Wazirx Security Breach: Liminal’s Analysis Points to Deeper Issues
Liminal Custody has released an update addressing the allegations and misinformation surrounding the Wazirx security breach. The company clarified that while Wazirx blamed it for the incident, the exchange continued using Liminal’s infrastructure to manage user funds. Liminal emphasized it had no control over the wallets in question and criticized Wazirx for not adopting key security measures that could have prevented the breach.
Liminal Custody Responds to Wazirx Breach Allegations and Misinformation
Liminal Custody published an update on Tuesday titled “Wazirx Incident Update – Response to Ongoing Disinformation Campaign,” addressing confusion about its involvement in the Wazirx security breach. The update followed the Indian cryptocurrency exchange’s submission of 240,000 wallet addresses to a Singapore court, raising concerns in the crypto community. Wazirs had reported a July hack that resulted in the theft of over $230 million. Liminal used the update to clarify its role and refute misinformation, stressing the importance of transparency.
Liminal highlighted that, like others in the industry, it reviewed the list of wallet addresses disclosed by Wazirx.
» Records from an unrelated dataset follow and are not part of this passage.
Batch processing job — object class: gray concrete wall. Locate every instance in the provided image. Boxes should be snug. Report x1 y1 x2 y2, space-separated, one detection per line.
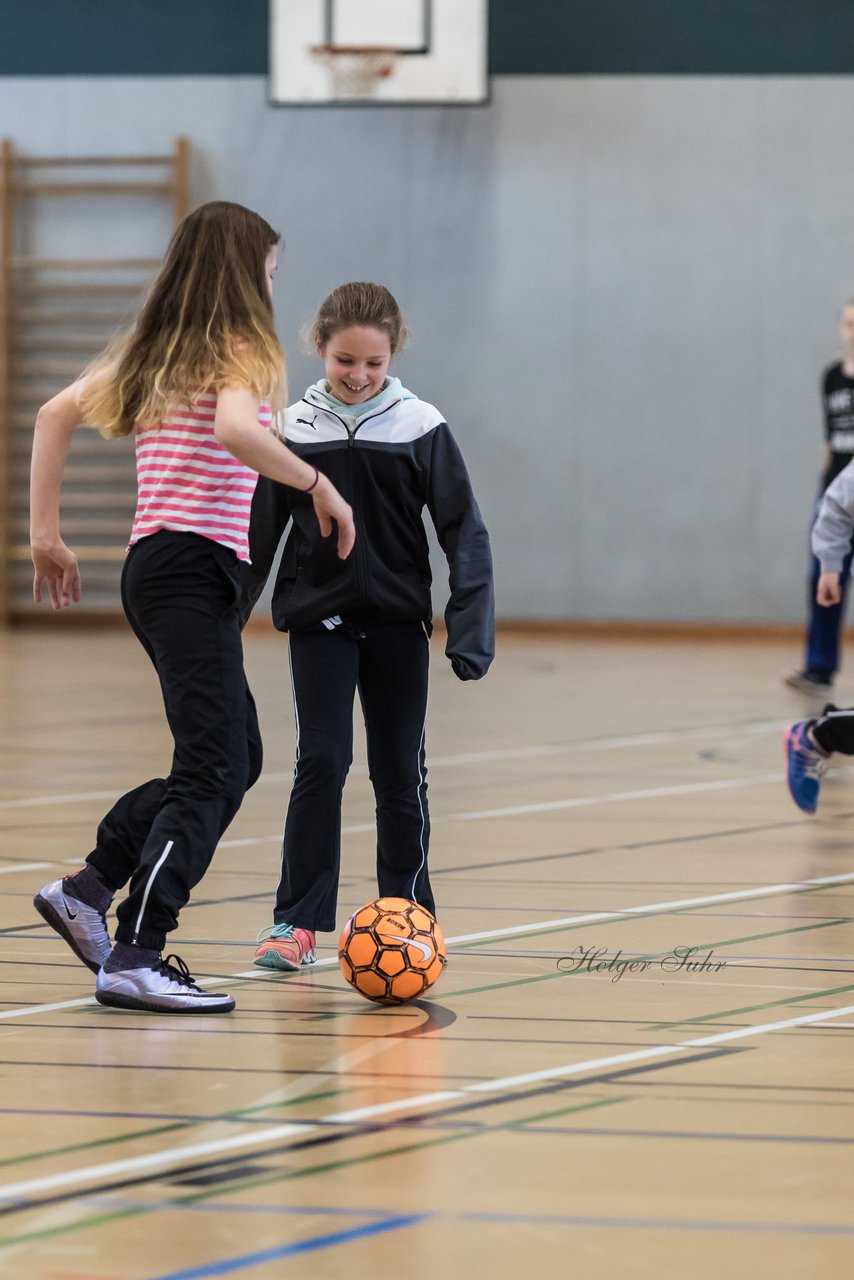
0 77 854 622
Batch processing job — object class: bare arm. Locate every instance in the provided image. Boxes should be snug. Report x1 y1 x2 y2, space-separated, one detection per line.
29 383 83 609
214 387 356 559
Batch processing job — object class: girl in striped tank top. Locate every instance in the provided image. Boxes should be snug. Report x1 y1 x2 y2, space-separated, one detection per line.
31 202 355 1014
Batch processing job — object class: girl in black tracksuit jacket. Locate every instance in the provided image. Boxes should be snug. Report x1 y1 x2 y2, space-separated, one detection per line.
243 283 494 970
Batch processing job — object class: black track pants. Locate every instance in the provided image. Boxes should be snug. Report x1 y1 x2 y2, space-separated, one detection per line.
87 531 261 951
274 622 434 931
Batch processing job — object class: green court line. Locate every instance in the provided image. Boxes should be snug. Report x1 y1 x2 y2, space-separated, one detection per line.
448 916 853 998
0 1130 473 1248
507 1093 638 1133
636 1084 854 1110
0 1089 352 1169
0 1094 631 1248
0 1117 191 1169
453 884 850 951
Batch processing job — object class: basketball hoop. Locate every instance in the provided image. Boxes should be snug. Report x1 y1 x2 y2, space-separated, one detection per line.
311 45 399 101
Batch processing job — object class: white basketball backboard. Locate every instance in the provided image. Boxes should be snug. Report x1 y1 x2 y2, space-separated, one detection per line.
270 0 489 106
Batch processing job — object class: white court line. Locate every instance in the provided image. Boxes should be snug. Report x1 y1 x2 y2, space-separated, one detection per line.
0 1124 316 1199
0 721 789 814
460 765 854 822
10 872 854 1021
0 1005 854 1201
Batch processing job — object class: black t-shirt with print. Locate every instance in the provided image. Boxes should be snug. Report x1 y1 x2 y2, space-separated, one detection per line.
822 364 854 490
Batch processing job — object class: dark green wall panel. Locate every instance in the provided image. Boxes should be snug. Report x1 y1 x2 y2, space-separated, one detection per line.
0 0 854 76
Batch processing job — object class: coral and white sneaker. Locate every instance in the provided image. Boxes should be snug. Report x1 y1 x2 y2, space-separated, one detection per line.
33 879 111 973
95 956 234 1014
252 924 318 973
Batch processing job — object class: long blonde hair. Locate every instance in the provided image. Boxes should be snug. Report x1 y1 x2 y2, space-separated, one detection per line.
81 201 287 436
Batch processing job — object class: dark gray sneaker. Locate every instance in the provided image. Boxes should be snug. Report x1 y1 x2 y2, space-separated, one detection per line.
33 879 111 973
95 956 234 1014
782 671 834 694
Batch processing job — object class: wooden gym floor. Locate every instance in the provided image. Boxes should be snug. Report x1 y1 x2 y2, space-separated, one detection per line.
0 620 854 1280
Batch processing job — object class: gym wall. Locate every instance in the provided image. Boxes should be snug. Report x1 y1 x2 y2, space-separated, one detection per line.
0 0 854 622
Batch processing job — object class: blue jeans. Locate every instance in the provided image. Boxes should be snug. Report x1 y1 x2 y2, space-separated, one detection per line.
804 495 854 680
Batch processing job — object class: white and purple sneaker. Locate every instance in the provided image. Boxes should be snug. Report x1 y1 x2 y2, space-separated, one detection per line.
33 879 111 973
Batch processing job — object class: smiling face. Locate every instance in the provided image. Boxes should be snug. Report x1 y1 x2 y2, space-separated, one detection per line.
319 325 392 404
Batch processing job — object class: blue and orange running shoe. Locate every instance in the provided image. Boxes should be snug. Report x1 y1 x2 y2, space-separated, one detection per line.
785 721 830 813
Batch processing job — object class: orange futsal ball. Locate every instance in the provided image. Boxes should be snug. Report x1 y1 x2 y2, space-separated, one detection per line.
338 897 447 1005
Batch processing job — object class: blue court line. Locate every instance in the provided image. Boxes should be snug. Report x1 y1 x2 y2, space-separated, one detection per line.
150 1213 433 1280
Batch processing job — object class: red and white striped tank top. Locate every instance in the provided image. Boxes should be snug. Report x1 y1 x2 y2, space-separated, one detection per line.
128 392 273 561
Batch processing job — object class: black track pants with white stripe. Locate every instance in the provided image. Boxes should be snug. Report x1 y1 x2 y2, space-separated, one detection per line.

“Like most in the industry, we too have combed through the list of the 240,000 wallet addresses shared by Wazirx. As stated by several other notable individuals as well, a majority of these addresses are hot wallets, while a handful are the warm / cold wallets that were managed through Liminal’s infrastructure,” Liminal explained, adding:
These handful wallets held all the balance funds of approximately USD 300 million for several days and approx USD 177 million for several months after the incident.
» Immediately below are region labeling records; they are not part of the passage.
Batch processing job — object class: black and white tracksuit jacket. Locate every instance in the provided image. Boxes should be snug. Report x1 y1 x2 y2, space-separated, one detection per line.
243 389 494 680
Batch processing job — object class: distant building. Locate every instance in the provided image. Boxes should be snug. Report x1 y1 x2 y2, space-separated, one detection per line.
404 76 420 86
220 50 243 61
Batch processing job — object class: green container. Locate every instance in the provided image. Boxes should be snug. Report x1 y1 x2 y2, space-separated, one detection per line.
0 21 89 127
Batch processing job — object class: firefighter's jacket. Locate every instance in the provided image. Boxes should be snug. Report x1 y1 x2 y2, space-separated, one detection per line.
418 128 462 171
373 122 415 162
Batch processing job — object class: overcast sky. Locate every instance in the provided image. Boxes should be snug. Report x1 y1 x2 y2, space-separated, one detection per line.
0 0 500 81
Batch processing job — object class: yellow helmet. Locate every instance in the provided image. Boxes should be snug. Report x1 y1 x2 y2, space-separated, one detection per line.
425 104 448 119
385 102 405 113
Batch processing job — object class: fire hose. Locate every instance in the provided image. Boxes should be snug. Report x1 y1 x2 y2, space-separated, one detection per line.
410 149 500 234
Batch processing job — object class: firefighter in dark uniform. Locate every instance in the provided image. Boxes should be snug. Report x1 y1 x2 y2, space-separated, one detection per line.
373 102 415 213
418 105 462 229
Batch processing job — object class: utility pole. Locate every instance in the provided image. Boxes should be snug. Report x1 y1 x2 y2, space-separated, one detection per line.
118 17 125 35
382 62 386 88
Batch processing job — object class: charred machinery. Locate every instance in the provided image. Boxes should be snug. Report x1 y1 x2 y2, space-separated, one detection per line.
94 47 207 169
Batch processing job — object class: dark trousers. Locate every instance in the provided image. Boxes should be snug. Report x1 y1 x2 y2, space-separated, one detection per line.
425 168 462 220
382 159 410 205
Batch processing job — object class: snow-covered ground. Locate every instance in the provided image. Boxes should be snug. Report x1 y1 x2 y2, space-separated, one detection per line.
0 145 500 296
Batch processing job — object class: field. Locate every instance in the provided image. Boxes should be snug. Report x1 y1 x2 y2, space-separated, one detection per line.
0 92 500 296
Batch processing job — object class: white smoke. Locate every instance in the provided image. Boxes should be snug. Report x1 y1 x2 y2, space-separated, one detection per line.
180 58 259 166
The update also tackled accusations from Wazirx that Liminal was responsible for the breach. According to Liminal, Wazirx initially blamed Liminal after the breach and publicly claimed to have cut ties with the company.
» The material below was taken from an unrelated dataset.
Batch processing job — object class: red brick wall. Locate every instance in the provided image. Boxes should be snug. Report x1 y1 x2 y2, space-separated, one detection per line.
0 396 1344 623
“As an immediate response to the breach, Wazirx blamed Liminal Custody and made media announcements on August 14, 2024 stating that it had ‘terminated’ its contract with Liminal,” the custodial firm detailed, emphasizing: “However, far from this posturing Wazirx continued to use Liminal’s infrastructure to access and manage their remaining user funds.” Liminal further shared:
Even 75 days after the hack, Wazirx was still holding over USD 175 Million in assets on Liminal’s platform. In fact, despite their accusations, as of today, approximately USD 50 Million of their user assets continue to remain on wallets accessed via Liminal Infrastructure.
In contrast to Wazirx’s accusations, Liminal maintained that it had no ability to initiate transactions or transfers, as Wazirx controlled the wallets. Liminal also pointed out that Wazirx failed to adopt several key infrastructure features, such as smart refill transactions, which could have prevented the cold wallet signatures from being leaked.